Herd dogs are a common way dealing with potential threats to your herd. Unfortunately, they can become threats themselves. You have a short window to teach a puppy what animals are to be protected and not eaten. This is great if your farm is fully established and you don’t plan on bringing in any new species, but if it’s not then your herd dog can suddenly become your problem predator.
A better option for controlling predators on a growing farm is to get donkeys. Donkeys are friendly animals in general, but they have proven to be quite aggressive towards predators. They will eat feed, but the survival of your herd may be worth it.
Llamas are chosen as herd guardians for the same reasons that donkeys are.

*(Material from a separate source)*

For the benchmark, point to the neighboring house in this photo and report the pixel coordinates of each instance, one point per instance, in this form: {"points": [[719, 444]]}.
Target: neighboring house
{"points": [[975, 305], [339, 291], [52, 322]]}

They are generally friendly animals, but they will protect the herd against predators at all costs. Their primary cost is just in their upkeep as there isn’t a lot you can do with a llama.
Dogs are still the most prevalent herd guardians because of their teeth. If confronted with a predator the herd dogs will fight and unlike donkeys and llamas they will stand a fighting chance of surviving the encounter. Most good herd dogs are of a larger breed. These dogs should be confused with the smaller breeds like collies whose purpose is more to herd the animals in at night rather than protect them from an actual predator.
Good fencing will also do a lot to keep predators away from your herd. A single line of electric wire on the outside of the primary fence can serve as a good deterrent to predators. There are even farmers who have bought motion activated radios whose sound scares off predators before they even get close to their livestock. The radios also serve as an alarm to the farmers that something is out there that shouldn’t be and give them time to grab a weapon before heading out to check on their stock.
It is always wise to confine herd animals to the barn at night if the area is known for predators. The barn itself will act as a deterrent. Other methods include aversive scent markers for territorial predators like coyotes and wolves. Solar flares set up around the perimeter of the fence that are motion activated can help by scaring away the animal, but they can become accustomed to this deterrent over time. It’s not a long-term solution. Herd owners have to come up with a combination of predator protection and deterrents that fit for them because every situation is unique.